Filicide – the killing of a child by a parent, stepparent, or equivalent guardian, is a devastating universal form of family violence. It challenges our deepest assumptions about parental care and demands focused attention.
Understanding Filicide
Definition
Filicide involves biological parents, stepparents (often mothers’ live-in partners), and, less commonly, guardians like grandparents or carers.
Forms of Filicide
- Neonaticide: Killing of a newborn
- Infanticide: Killing of a child aged 0–2 (age range and penalties vary by country)
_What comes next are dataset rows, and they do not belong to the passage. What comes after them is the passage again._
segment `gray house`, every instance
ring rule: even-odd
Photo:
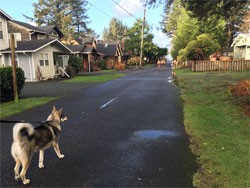
[[[63,34],[57,26],[33,26],[13,20],[0,10],[0,66],[11,66],[10,34],[16,40],[16,65],[24,70],[26,81],[49,79],[64,72],[73,52],[60,41]]]
[[[53,78],[65,70],[72,51],[58,39],[17,41],[15,61],[25,72],[26,81]],[[2,50],[3,66],[11,66],[11,49]]]

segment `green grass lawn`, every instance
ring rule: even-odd
[[[185,129],[200,165],[194,186],[250,187],[250,119],[228,89],[249,79],[249,72],[176,71]]]
[[[48,103],[57,97],[40,97],[40,98],[27,98],[27,99],[19,99],[18,103],[14,101],[1,103],[0,104],[0,118],[6,118],[10,115],[28,110],[38,105],[42,105]]]
[[[72,79],[64,80],[63,82],[107,82],[125,75],[126,74],[104,74],[96,76],[75,76]]]

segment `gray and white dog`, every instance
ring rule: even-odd
[[[11,154],[16,161],[14,168],[15,180],[21,178],[23,184],[30,183],[30,180],[26,179],[25,175],[34,152],[40,151],[39,168],[44,168],[44,150],[51,146],[53,146],[59,158],[64,157],[59,150],[58,140],[61,132],[61,123],[67,119],[68,117],[62,113],[62,108],[57,111],[56,107],[53,106],[52,113],[47,121],[36,128],[29,123],[15,124],[11,146]],[[22,171],[19,173],[21,165]]]

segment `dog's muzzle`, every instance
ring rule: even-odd
[[[61,119],[61,122],[67,121],[68,120],[68,116],[62,114],[61,117],[60,117],[60,119]]]

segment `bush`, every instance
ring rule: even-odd
[[[68,66],[67,66],[66,72],[67,72],[67,74],[68,74],[70,77],[73,77],[73,76],[76,75],[75,69],[74,69],[71,65],[68,65]]]
[[[115,65],[115,70],[117,70],[117,71],[125,70],[125,69],[126,69],[126,65],[125,64]]]
[[[196,40],[189,42],[185,49],[180,50],[177,59],[179,61],[204,60],[219,49],[220,45],[217,41],[208,34],[202,34]]]
[[[100,67],[102,70],[107,69],[107,62],[104,59],[99,59],[97,61],[98,67]]]
[[[132,66],[132,65],[139,65],[140,64],[140,57],[131,57],[128,60],[127,65]]]
[[[68,64],[74,69],[76,74],[83,69],[83,60],[76,55],[70,56]]]
[[[14,91],[13,91],[13,76],[12,76],[12,67],[0,67],[0,83],[1,83],[1,102],[7,102],[14,100]],[[20,68],[16,68],[16,78],[17,78],[17,91],[20,95],[21,90],[24,86],[25,76],[24,71]]]

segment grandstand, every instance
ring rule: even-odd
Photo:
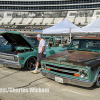
[[[2,25],[2,24],[8,24],[8,23],[10,23],[11,22],[11,19],[12,18],[1,18],[0,19],[0,25]]]
[[[20,17],[18,17],[19,14],[17,15],[17,12],[14,12],[14,15],[16,15],[17,18],[12,17],[13,13],[12,13],[11,17],[8,17],[8,16],[1,17],[0,18],[0,26],[1,27],[6,26],[6,28],[7,28],[7,26],[8,26],[8,28],[9,27],[14,28],[14,25],[16,25],[17,27],[18,26],[21,26],[21,27],[27,26],[27,28],[29,28],[29,29],[31,29],[31,27],[28,27],[28,26],[34,26],[35,29],[45,29],[47,27],[50,27],[50,26],[60,23],[64,19],[68,19],[69,21],[76,24],[77,26],[82,27],[82,26],[85,26],[85,25],[91,23],[96,18],[100,17],[100,14],[99,14],[100,10],[89,10],[88,12],[85,12],[85,13],[84,13],[84,11],[66,11],[66,13],[62,11],[60,13],[61,14],[64,13],[65,16],[61,17],[62,15],[60,15],[57,18],[53,17],[54,13],[57,14],[57,12],[51,12],[51,13],[46,12],[47,14],[45,13],[42,15],[41,15],[41,12],[39,12],[38,15],[35,15],[33,18],[32,17],[30,18],[30,16],[28,16],[28,18],[22,17],[21,13],[20,13]],[[87,13],[88,13],[88,15],[87,15]],[[4,13],[4,15],[5,15],[5,13]],[[30,15],[30,14],[28,13],[28,15]],[[46,18],[47,15],[48,16],[52,15],[52,16]],[[13,26],[13,27],[11,27],[11,26]],[[23,27],[23,28],[25,28],[25,27]]]
[[[21,24],[23,21],[23,18],[13,18],[10,24]]]
[[[54,24],[58,24],[58,23],[60,23],[63,20],[64,20],[64,18],[55,18],[54,19]]]
[[[43,22],[43,18],[34,18],[31,25],[40,25]]]
[[[100,17],[100,0],[0,0],[0,27],[42,30],[68,19],[83,27]]]
[[[29,25],[32,22],[33,18],[24,18],[22,21],[22,25]]]
[[[44,18],[43,25],[53,25],[53,18]]]

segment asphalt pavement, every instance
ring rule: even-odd
[[[40,73],[0,66],[0,100],[100,100],[100,88],[61,84]]]

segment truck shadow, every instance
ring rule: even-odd
[[[12,67],[7,67],[11,70],[17,70],[17,71],[29,71],[29,70],[25,70],[24,68],[12,68]]]
[[[62,83],[59,83],[59,84],[62,84]],[[82,87],[82,86],[68,84],[68,83],[63,83],[63,85],[65,85],[65,86],[68,86],[69,85],[69,86],[72,86],[72,87],[81,88],[81,89],[85,89],[85,90],[95,90],[95,89],[97,89],[94,86],[92,86],[92,87]]]
[[[11,70],[16,70],[16,71],[24,71],[24,72],[27,72],[27,71],[32,71],[32,70],[26,70],[25,68],[12,68],[12,67],[7,67]],[[39,67],[38,69],[40,69],[41,67]],[[39,74],[40,72],[37,72],[37,74]]]
[[[51,78],[48,78],[49,80],[52,80],[54,81],[53,79]],[[61,85],[64,85],[64,86],[72,86],[72,87],[76,87],[76,88],[81,88],[81,89],[85,89],[85,90],[95,90],[97,89],[96,87],[92,86],[92,87],[82,87],[82,86],[78,86],[78,85],[73,85],[73,84],[68,84],[68,83],[59,83]]]

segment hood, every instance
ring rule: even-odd
[[[73,63],[75,65],[84,65],[85,62],[95,60],[100,57],[100,53],[88,52],[88,51],[75,51],[66,50],[47,57],[44,60],[54,61],[54,62],[66,62]]]
[[[34,47],[20,32],[8,31],[0,33],[12,46]]]

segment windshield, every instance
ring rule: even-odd
[[[74,39],[69,45],[70,50],[100,50],[100,40]]]
[[[3,37],[0,37],[0,45],[6,45],[7,40]]]
[[[38,47],[39,41],[37,40],[37,38],[27,37],[27,39],[32,43],[32,45]]]

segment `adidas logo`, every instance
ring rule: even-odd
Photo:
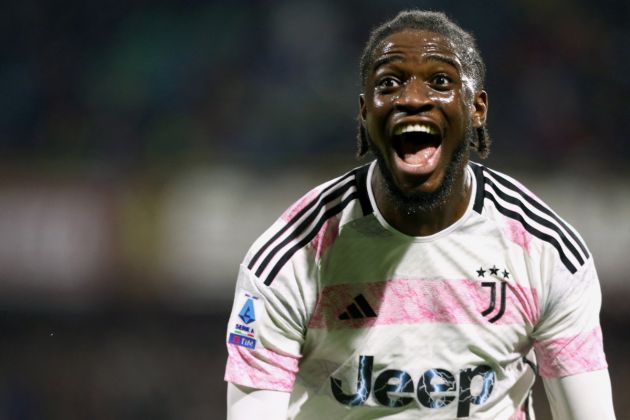
[[[372,309],[363,295],[357,295],[354,298],[354,302],[348,305],[346,311],[339,315],[340,320],[374,317],[376,317],[376,312],[374,312],[374,309]]]

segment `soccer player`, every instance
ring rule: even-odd
[[[241,265],[230,419],[614,419],[601,293],[578,233],[489,150],[484,64],[436,12],[375,29],[359,153]]]

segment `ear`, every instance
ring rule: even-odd
[[[486,123],[486,116],[488,115],[488,93],[485,90],[480,90],[479,92],[475,93],[472,107],[473,127],[483,127],[483,125]]]
[[[359,94],[359,117],[361,118],[361,124],[365,127],[365,120],[367,118],[367,108],[365,106],[365,94]]]

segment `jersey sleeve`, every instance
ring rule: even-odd
[[[543,378],[606,369],[599,324],[601,291],[592,257],[574,274],[557,264],[545,288],[534,349]]]
[[[266,285],[241,265],[226,337],[226,381],[256,389],[293,389],[307,318],[292,277],[287,264]]]

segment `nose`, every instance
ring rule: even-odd
[[[407,113],[423,112],[433,107],[429,86],[417,79],[409,79],[394,103],[396,109]]]

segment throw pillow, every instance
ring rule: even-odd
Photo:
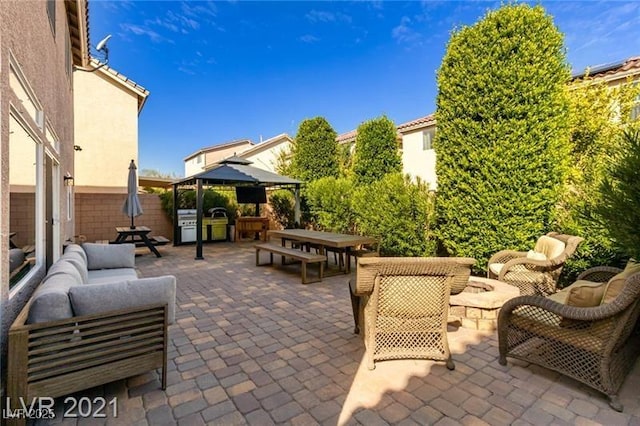
[[[84,243],[82,248],[87,254],[89,270],[136,267],[136,246],[133,244]]]
[[[640,272],[640,263],[637,263],[635,259],[629,259],[629,262],[627,262],[627,266],[624,268],[624,271],[615,275],[607,283],[607,288],[604,291],[602,303],[604,304],[613,302],[613,300],[622,292],[627,278],[629,278],[636,272]]]

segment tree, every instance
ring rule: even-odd
[[[608,173],[611,153],[619,151],[622,133],[633,123],[631,110],[640,95],[640,85],[610,87],[589,76],[569,86],[569,122],[572,166],[558,204],[556,222],[562,232],[580,235],[585,241],[563,269],[570,283],[587,268],[620,264],[624,259],[608,226],[598,217],[601,186]]]
[[[640,259],[640,127],[624,131],[608,169],[598,213],[621,251]]]
[[[398,133],[386,116],[365,121],[358,126],[353,173],[356,182],[368,184],[388,173],[402,171],[398,154]]]
[[[438,71],[438,236],[484,267],[553,220],[570,152],[563,35],[541,6],[503,6],[454,33]]]
[[[326,176],[337,177],[336,136],[335,130],[323,117],[302,121],[293,143],[291,175],[307,182]]]

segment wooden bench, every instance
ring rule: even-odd
[[[163,246],[171,242],[168,238],[163,237],[162,235],[156,235],[155,237],[151,237],[150,240],[154,246]]]
[[[324,263],[327,261],[327,256],[323,256],[315,253],[307,253],[304,251],[290,249],[287,247],[282,247],[282,246],[279,246],[276,244],[270,244],[270,243],[256,244],[254,247],[256,249],[256,266],[273,265],[273,255],[279,254],[283,257],[283,260],[285,257],[289,257],[302,262],[302,284],[322,281]],[[260,264],[260,250],[269,252],[269,263],[264,263],[262,265]],[[318,272],[317,280],[314,280],[314,281],[307,280],[307,263],[318,264],[319,272]]]

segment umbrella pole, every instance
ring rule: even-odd
[[[131,229],[136,229],[136,226],[133,224],[133,215],[131,215]]]

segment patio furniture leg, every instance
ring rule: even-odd
[[[349,296],[351,296],[351,309],[353,310],[353,323],[355,327],[353,328],[353,334],[360,334],[360,297],[354,294],[355,291],[355,282],[349,281]]]
[[[307,284],[307,262],[302,262],[302,284]]]

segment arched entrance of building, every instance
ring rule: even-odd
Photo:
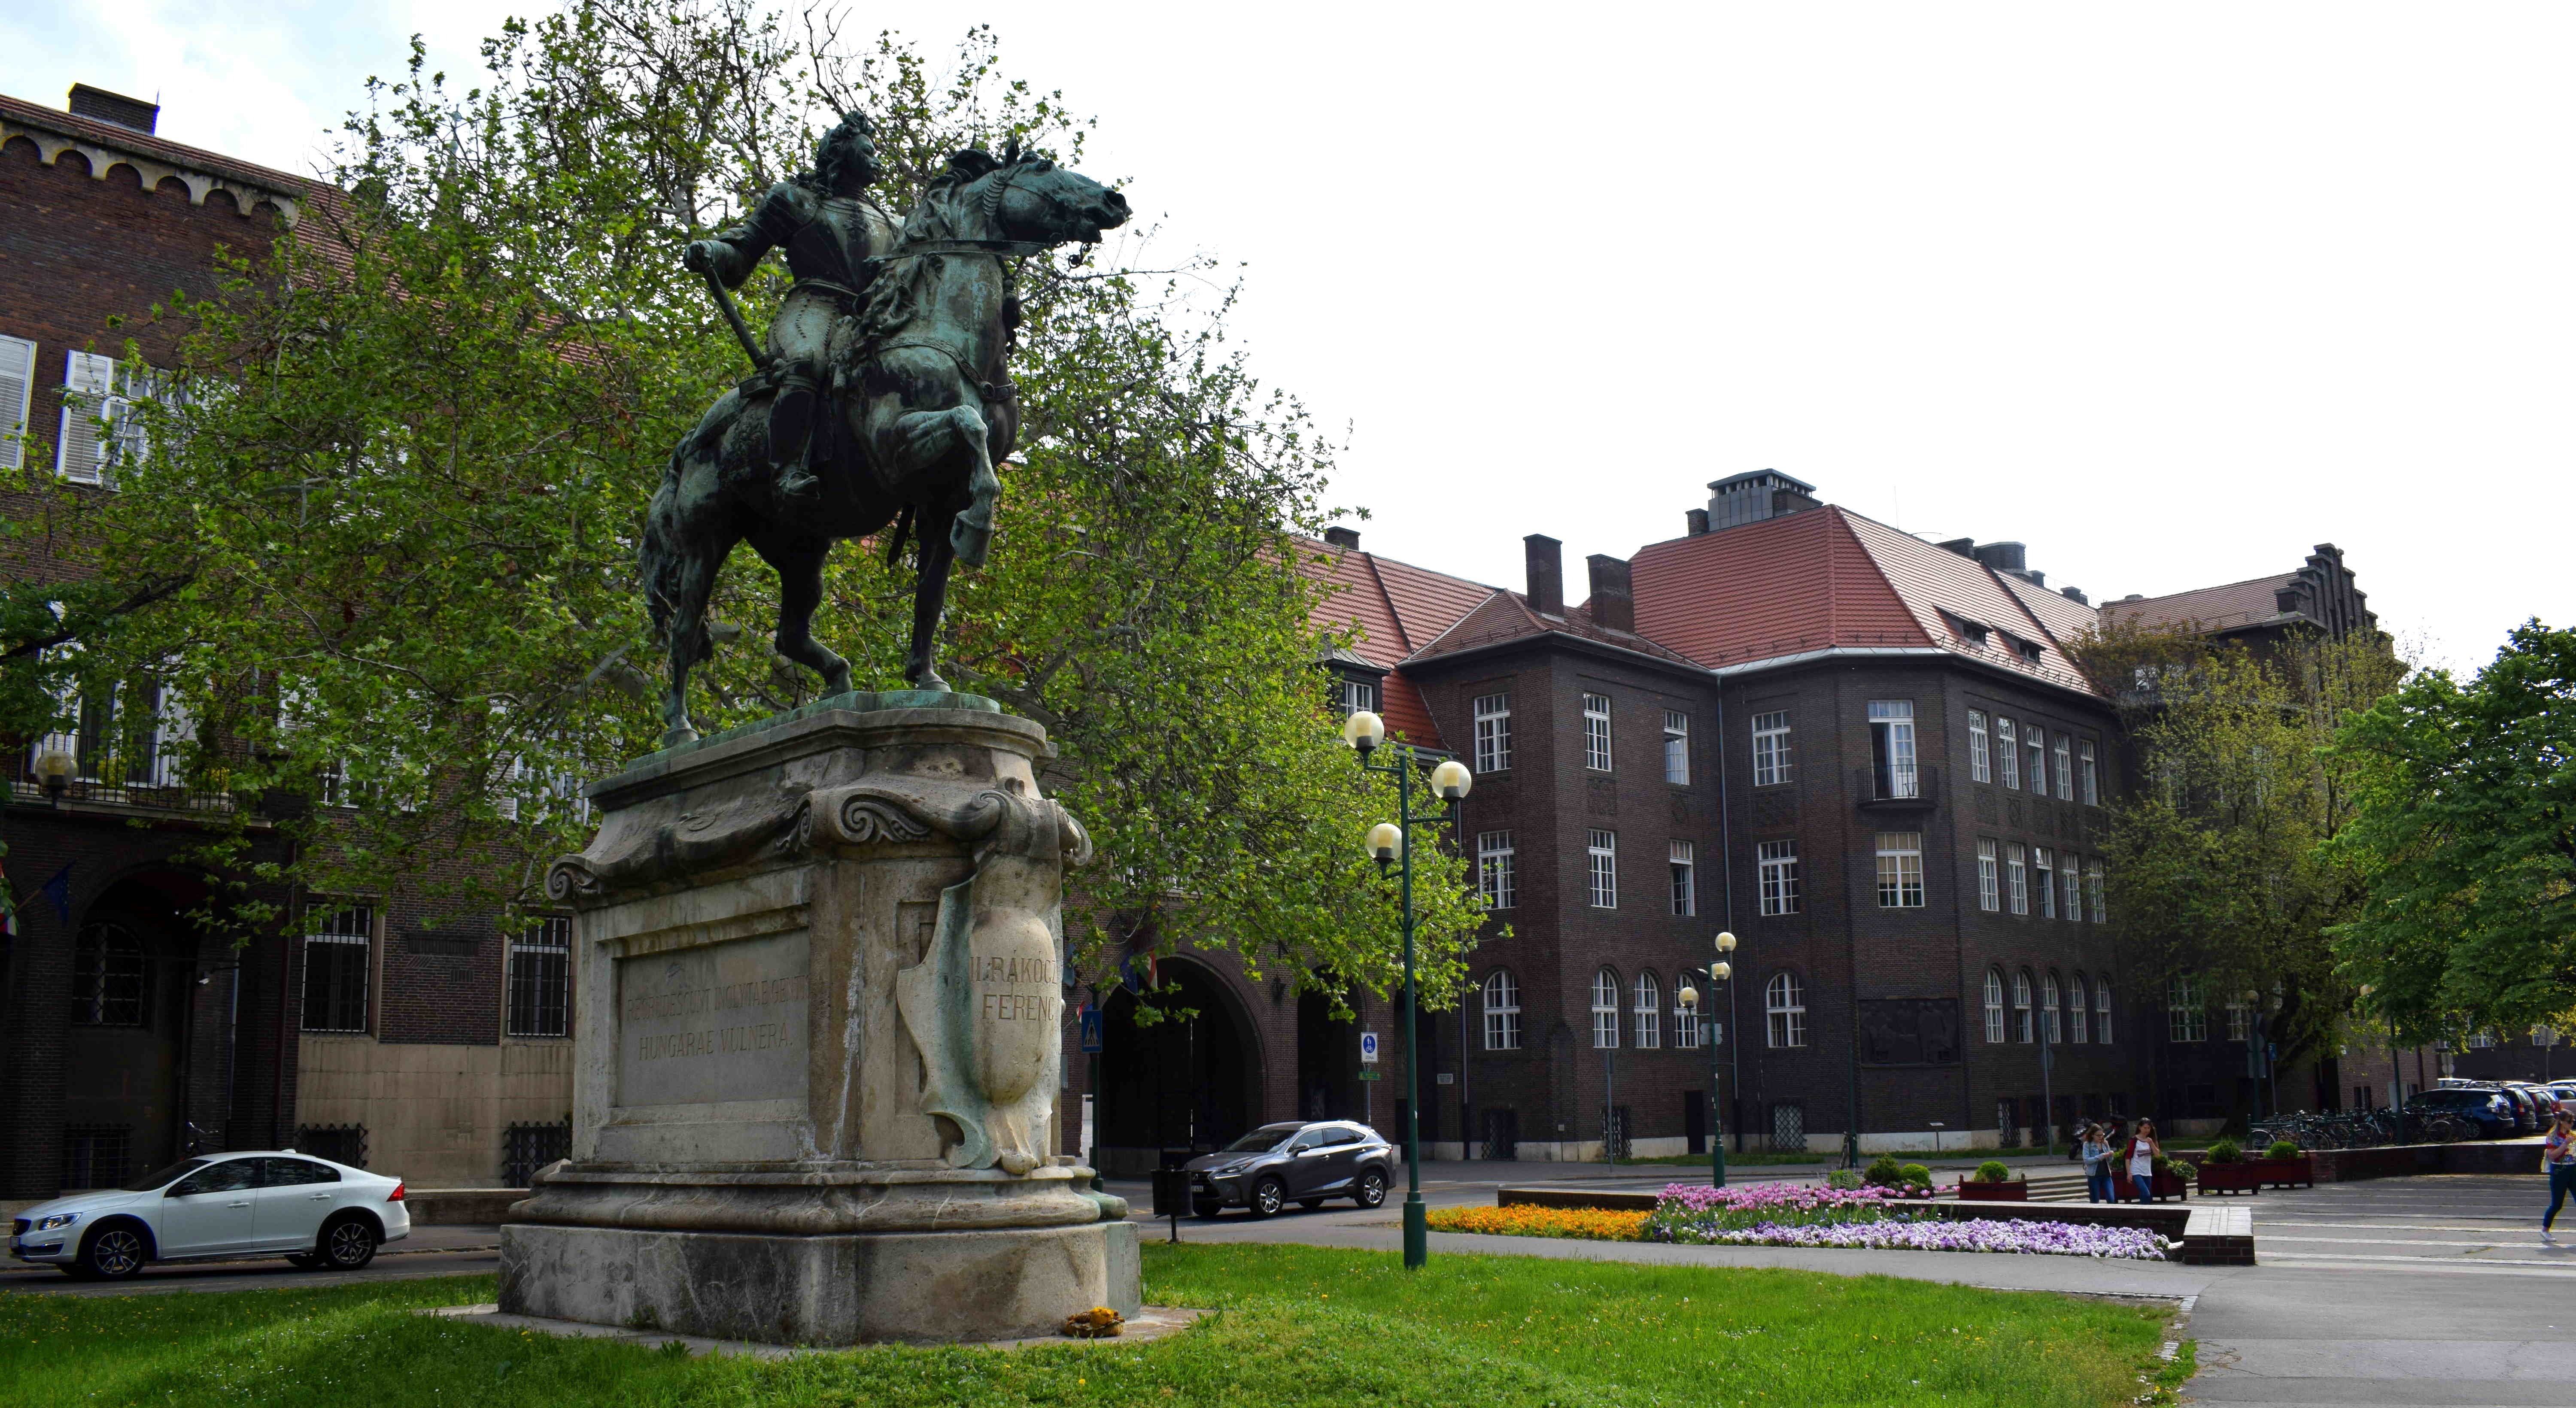
[[[62,1186],[112,1188],[179,1156],[202,897],[176,875],[109,887],[72,940]]]
[[[1351,995],[1356,1004],[1358,994]],[[1320,992],[1297,995],[1297,1116],[1309,1120],[1365,1120],[1375,1092],[1360,1079],[1360,1024],[1333,1015],[1333,1000]]]
[[[1139,1023],[1125,989],[1102,1005],[1099,1121],[1108,1171],[1158,1167],[1171,1154],[1223,1148],[1252,1128],[1260,1109],[1252,1024],[1223,981],[1186,958],[1164,958],[1157,976],[1166,1016]]]

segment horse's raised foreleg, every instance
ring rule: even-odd
[[[671,689],[662,700],[662,746],[695,742],[698,730],[689,722],[689,669],[716,653],[707,635],[707,599],[715,595],[716,569],[733,544],[691,543],[680,548],[679,574],[671,597]]]
[[[1002,496],[1002,481],[993,473],[991,427],[985,424],[983,412],[962,405],[914,411],[896,417],[888,429],[890,433],[877,440],[881,465],[927,467],[963,456],[973,466],[966,474],[966,508],[951,519],[947,542],[957,561],[968,567],[983,566],[993,544],[993,505]],[[927,542],[928,526],[921,532]]]
[[[939,618],[948,608],[948,568],[956,560],[948,545],[946,513],[924,513],[919,520],[921,574],[912,588],[912,650],[903,662],[903,677],[915,689],[948,688],[939,677]]]
[[[752,547],[778,569],[778,653],[823,677],[825,694],[850,691],[850,662],[814,639],[814,611],[823,604],[823,560],[831,545],[762,543]]]

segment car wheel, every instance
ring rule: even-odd
[[[331,1263],[324,1261],[322,1258],[315,1256],[311,1252],[288,1252],[286,1254],[286,1264],[302,1271],[319,1271]]]
[[[1252,1185],[1252,1215],[1276,1217],[1288,1205],[1288,1189],[1275,1178],[1265,1178]]]
[[[359,1270],[376,1259],[376,1229],[355,1215],[325,1223],[321,1259],[333,1271]]]
[[[1225,1204],[1218,1202],[1214,1198],[1201,1198],[1197,1202],[1190,1204],[1190,1211],[1200,1217],[1214,1217],[1218,1213],[1225,1211]]]
[[[1376,1169],[1370,1169],[1361,1174],[1359,1191],[1351,1195],[1351,1201],[1364,1208],[1373,1208],[1385,1203],[1386,1175]]]
[[[151,1248],[144,1245],[143,1234],[122,1223],[111,1222],[89,1234],[81,1243],[82,1275],[102,1281],[122,1281],[138,1275],[143,1263],[152,1259]]]
[[[1321,1198],[1299,1198],[1297,1200],[1297,1206],[1304,1208],[1308,1212],[1313,1212],[1315,1209],[1320,1208],[1323,1205],[1324,1200]]]

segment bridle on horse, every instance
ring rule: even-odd
[[[978,213],[984,217],[986,228],[991,228],[992,225],[1001,218],[1003,195],[1010,190],[1011,183],[1019,175],[1021,168],[1029,164],[1030,163],[1025,161],[1013,162],[1008,166],[999,168],[994,173],[1000,176],[1001,179],[995,181],[991,188],[984,192],[983,198],[976,202],[978,207],[980,207]],[[1066,211],[1071,211],[1073,209],[1073,202],[1066,200],[1064,197],[1057,195],[1053,191],[1032,187],[1030,189],[1030,194],[1038,197],[1040,200],[1054,204],[1059,209]],[[868,262],[882,268],[885,265],[892,264],[898,259],[916,259],[933,254],[988,254],[996,258],[1025,258],[1030,255],[1044,254],[1054,247],[1055,246],[1053,244],[1041,243],[1036,240],[907,240],[902,244],[896,245],[892,251],[878,255],[877,257],[870,259]],[[987,401],[1008,402],[1019,399],[1020,389],[1017,386],[1012,385],[1008,380],[984,380],[982,375],[973,367],[966,365],[966,359],[958,354],[957,349],[949,347],[943,343],[927,340],[882,342],[878,343],[875,347],[870,348],[869,351],[871,353],[893,352],[906,348],[918,349],[924,352],[936,352],[941,356],[946,357],[949,361],[956,364],[958,375],[974,383],[982,390],[984,399]]]

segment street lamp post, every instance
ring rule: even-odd
[[[1386,721],[1366,709],[1354,710],[1342,721],[1342,741],[1357,749],[1360,767],[1367,772],[1395,774],[1395,815],[1392,822],[1381,821],[1369,828],[1368,850],[1376,858],[1378,873],[1398,867],[1403,876],[1404,896],[1404,1265],[1410,1271],[1431,1257],[1431,1238],[1422,1207],[1422,1052],[1421,1024],[1417,1019],[1420,994],[1413,981],[1413,825],[1415,822],[1445,822],[1457,814],[1458,802],[1474,785],[1475,777],[1467,765],[1456,758],[1444,758],[1431,770],[1431,790],[1441,800],[1441,808],[1421,816],[1413,814],[1413,769],[1432,754],[1409,743],[1387,745],[1390,757],[1383,765],[1369,758],[1386,740]],[[1466,1053],[1460,1052],[1463,1061]],[[1465,1137],[1461,1130],[1460,1137]]]
[[[1735,965],[1727,961],[1726,955],[1733,952],[1735,952],[1735,935],[1730,933],[1720,933],[1717,936],[1717,959],[1708,965],[1709,983],[1712,986],[1718,983],[1725,983],[1727,985],[1726,991],[1728,1001],[1726,1007],[1730,1014],[1735,1010]],[[1699,1010],[1699,989],[1691,986],[1688,978],[1684,978],[1682,980],[1682,990],[1675,996],[1674,1000],[1681,1003],[1682,1006],[1691,1009],[1693,1012],[1697,1012]],[[1717,1004],[1712,1001],[1709,1004],[1709,1010],[1712,1016],[1715,1015],[1716,1008]],[[1721,1068],[1718,1064],[1718,1043],[1715,1040],[1711,1040],[1711,1037],[1715,1036],[1722,1038],[1725,1036],[1725,1032],[1721,1029],[1712,1033],[1709,1030],[1709,1025],[1707,1023],[1702,1023],[1699,1030],[1701,1042],[1706,1044],[1708,1047],[1708,1186],[1711,1188],[1723,1188],[1726,1186],[1726,1115],[1724,1113],[1726,1106],[1721,1097],[1725,1094],[1725,1087],[1720,1080]]]

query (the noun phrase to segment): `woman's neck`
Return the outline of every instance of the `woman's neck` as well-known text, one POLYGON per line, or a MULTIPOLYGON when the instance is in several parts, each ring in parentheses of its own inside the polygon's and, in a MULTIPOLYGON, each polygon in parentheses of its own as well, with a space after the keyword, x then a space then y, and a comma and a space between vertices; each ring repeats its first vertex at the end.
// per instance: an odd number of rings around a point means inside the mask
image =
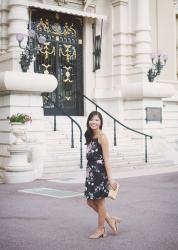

- Familicide: Killing of all family members, including the non-offending parent, often followed by the perpetrator’s suicide
- Filicide–Suicide: Killing of a child or children followed by the perpetrator’s suicide
What We Know
- Who Commits Filicide?
Mothers and fathers kill in similar numbers, but stepparents — particularly stepfathers — are over-represented. - Global Perspective
Research from Australia, the Americas, Europe, Asia, and Africa shows consistent patterns despite cultural differences. - Trends
After decades of stability, filicide rates have risen in recent years — potentially linked to pandemic-related pressures. - Poverty Not a Primary Driver
Higher-income countries like Australia, the US, and the UK report higher incidence rates, challenging previous assumptions.
Key Risk (Lethality) Factors
Filicide often involves a constellation of risk factors, varying by perpetrator type:
Currently, no risk patterns have been clearly identified for parents acting together.
Victims
- Aged under 5
- Chronic illness or disability
- Hospitalisation at birth
Fathers
- Living with/near a child under 5
- Intimate partner violence
- Mental illness
- Child abuse
- Substance abuse
- Criminal history
- Threats to kill (reported to authorities)
- Service avoidance
- Recent separation
Stepfathers
- Living with/near a child under 5
- Intimate partner violence
- Mental illness
- Child abuse
- Substance abuse
- Criminal history
- Threats to kill (reported to authorities)
- Service avoidance
- Recent separation
Mothers
- Living with a child under 5
- Mental illness
- Victim of domestic violence
- Recent separation
- Recent migration
- Disengagement from services
Understanding filicide requires examining how risk factors interact. For example, a migrant mother experiencing depression and abuse, or a father who is violent toward both partner and child.
A key finding: disengagement from services is a major warning sign. Many perpetrators are known to services but fail to engage. Strengthening early intervention and improving access could be crucial to prevention.